Weldon Cooper Center Releases Study on Cemeteries

January 15, 2008 — A study conducted by the University of Virginia's Weldon Cooper Center for Public Service recommends that a new veterans' cemetery be located in Nelson County to meet the burial needs of Virginia's large and growing veteran population.

Terance J. Rephann, a research associate in the Cooper Center, conducted the study at the request of Virginia's Department of Veterans Services.

Currently Virginia hosts three national cemeteries, located in Arlington County, Quantico and Culpeper County, and two state veterans cemeteries in Amelia County and Suffolk. Plans call for a new veterans' cemetery to be built in Pulaski County by 2012.

In recommending a site in Nelson County that would serve Lynchburg, Buena Vista, Lexington, Waynesboro and Charlottesville, the study further concludes that veterans' cemeteries should have a 50-mile distance service standard in state cemetery planning.

Currently, the National Cemetery Administration uses a 75-mile cemetery service area boundary. But the Cooper Center study found that "the vast majority of veteran interments are drawn from within 50 miles of a state cemetery, with even higher likelihoods of veteran burial occurring for those areas in closer proximity to each cemetery. This result conforms to some national research that indicates the 75-mile boundary may be too large."

In addition, the report notes that the 75-mile boundary does not factor in actual travel time from various locations.

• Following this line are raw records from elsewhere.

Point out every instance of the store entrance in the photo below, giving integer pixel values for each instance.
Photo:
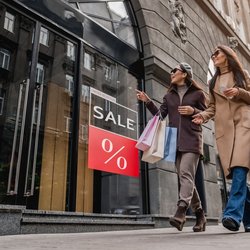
(36, 93)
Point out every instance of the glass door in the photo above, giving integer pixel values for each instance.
(36, 95)
(16, 53)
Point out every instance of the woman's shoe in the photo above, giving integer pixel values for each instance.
(230, 224)
(201, 221)
(179, 218)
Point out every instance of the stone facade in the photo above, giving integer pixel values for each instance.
(203, 28)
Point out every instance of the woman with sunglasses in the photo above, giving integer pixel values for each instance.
(184, 99)
(230, 107)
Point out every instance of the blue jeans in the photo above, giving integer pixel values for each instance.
(238, 205)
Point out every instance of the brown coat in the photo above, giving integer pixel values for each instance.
(189, 134)
(232, 126)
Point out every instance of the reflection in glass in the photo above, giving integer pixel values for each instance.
(9, 22)
(4, 58)
(98, 191)
(44, 36)
(113, 16)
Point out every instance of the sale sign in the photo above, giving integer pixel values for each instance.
(111, 152)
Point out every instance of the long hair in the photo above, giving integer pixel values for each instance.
(234, 65)
(188, 80)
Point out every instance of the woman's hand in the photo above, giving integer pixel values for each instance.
(186, 110)
(198, 119)
(142, 96)
(231, 92)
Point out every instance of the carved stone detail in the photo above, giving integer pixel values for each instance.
(26, 23)
(178, 24)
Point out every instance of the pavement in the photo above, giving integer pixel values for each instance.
(215, 237)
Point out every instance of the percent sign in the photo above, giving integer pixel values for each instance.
(107, 146)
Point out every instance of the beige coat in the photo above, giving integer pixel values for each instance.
(232, 124)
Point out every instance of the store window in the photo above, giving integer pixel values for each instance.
(102, 191)
(4, 58)
(44, 36)
(113, 15)
(71, 51)
(89, 61)
(40, 73)
(1, 105)
(9, 21)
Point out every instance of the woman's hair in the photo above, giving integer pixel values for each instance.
(234, 65)
(186, 68)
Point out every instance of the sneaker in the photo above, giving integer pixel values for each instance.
(230, 224)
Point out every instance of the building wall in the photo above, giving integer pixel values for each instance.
(205, 28)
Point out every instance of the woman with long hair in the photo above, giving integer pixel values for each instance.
(230, 107)
(184, 99)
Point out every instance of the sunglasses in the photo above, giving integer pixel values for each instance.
(173, 71)
(216, 53)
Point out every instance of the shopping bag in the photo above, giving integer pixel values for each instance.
(146, 138)
(156, 150)
(170, 144)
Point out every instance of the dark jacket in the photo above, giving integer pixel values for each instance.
(189, 133)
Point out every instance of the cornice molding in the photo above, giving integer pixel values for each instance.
(208, 7)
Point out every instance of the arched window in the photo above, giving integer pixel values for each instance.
(113, 15)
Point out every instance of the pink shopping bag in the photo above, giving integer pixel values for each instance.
(146, 138)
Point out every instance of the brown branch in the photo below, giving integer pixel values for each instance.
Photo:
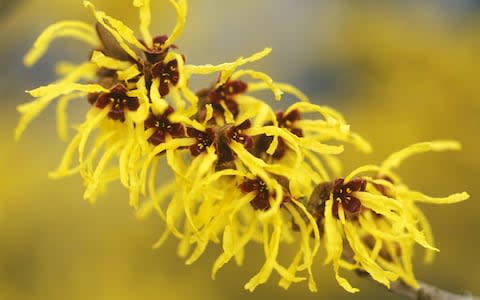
(424, 292)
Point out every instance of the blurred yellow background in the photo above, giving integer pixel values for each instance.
(400, 71)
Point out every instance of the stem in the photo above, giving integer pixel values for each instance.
(424, 292)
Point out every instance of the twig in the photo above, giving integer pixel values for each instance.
(424, 292)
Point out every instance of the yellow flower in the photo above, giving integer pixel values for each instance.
(238, 171)
(376, 219)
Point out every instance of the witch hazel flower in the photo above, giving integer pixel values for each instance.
(238, 172)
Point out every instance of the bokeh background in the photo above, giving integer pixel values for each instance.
(400, 71)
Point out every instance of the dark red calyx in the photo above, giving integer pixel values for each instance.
(168, 75)
(203, 139)
(342, 195)
(163, 127)
(118, 101)
(262, 194)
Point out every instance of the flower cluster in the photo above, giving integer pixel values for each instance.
(237, 170)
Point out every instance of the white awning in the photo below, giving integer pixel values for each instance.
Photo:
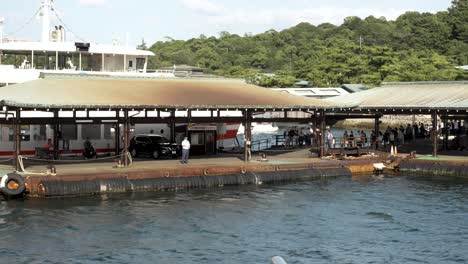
(69, 47)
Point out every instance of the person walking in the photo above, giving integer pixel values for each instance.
(185, 151)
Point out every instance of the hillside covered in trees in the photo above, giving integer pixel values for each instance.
(414, 47)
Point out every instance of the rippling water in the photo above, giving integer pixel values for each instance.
(390, 220)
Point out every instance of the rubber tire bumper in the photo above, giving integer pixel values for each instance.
(5, 179)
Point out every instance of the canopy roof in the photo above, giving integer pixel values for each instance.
(98, 92)
(417, 95)
(69, 47)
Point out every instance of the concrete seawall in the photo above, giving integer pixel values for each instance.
(457, 169)
(182, 178)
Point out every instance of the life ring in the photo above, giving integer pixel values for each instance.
(12, 184)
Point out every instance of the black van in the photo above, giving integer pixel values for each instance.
(154, 145)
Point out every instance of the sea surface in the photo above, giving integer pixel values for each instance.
(366, 220)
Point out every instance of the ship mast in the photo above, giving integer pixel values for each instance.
(46, 7)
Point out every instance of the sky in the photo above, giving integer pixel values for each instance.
(129, 22)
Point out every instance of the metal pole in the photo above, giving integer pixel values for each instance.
(172, 126)
(446, 134)
(117, 139)
(322, 135)
(434, 134)
(102, 62)
(247, 135)
(126, 137)
(376, 132)
(56, 135)
(17, 140)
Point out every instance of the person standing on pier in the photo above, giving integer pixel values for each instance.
(185, 151)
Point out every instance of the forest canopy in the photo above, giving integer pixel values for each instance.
(414, 47)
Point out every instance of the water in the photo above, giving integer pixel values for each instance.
(390, 220)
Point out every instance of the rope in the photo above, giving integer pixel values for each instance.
(24, 25)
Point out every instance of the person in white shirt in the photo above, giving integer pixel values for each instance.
(185, 151)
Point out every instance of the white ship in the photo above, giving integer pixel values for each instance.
(22, 61)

"Veterans," said Rephann, "have a strong preference for being buried closer to their families."

The burial needs of Virginia's veterans have been impacted by a variety of factors in recent years, the report said.

Although Virginia has been served by a number of national cemeteries located in the state, most of these have closed in the last four decades and the Culpeper National Cemetery may reach capacity in the next 20 years unless additional land is acquired.

In addition, the number of annual veteran deaths projected over the next few decades will be high by historic standards, and many veterans currently reside outside a reasonable traveling distance to a state or national cemetery.

The report also noted that some aging veteran cohorts, such as Vietnam veterans, may increasingly favor veteran cemetery interment.

At the same time, the study cited two factors that will contribute to decreasing consumption of cemetery space over the long term. On the one hand, Virginia veteran deaths are projected to drop below estimates by 2020. In addition, veterans are showing increasing preference for cremation over traditional casket burial, resulting in decreased space requirements.

According to Rephann, one of the findings of the study was that many veterans are unaware of their burial benefits.

"About 40 percent of veterans do not know that they are eligible to be buried in a national or state cemetery," said Rephann. "There is a need to get that word out."

Rephann said that the report has now been delivered to the Department of Veterans Service for potential inclusion in its long-term planning.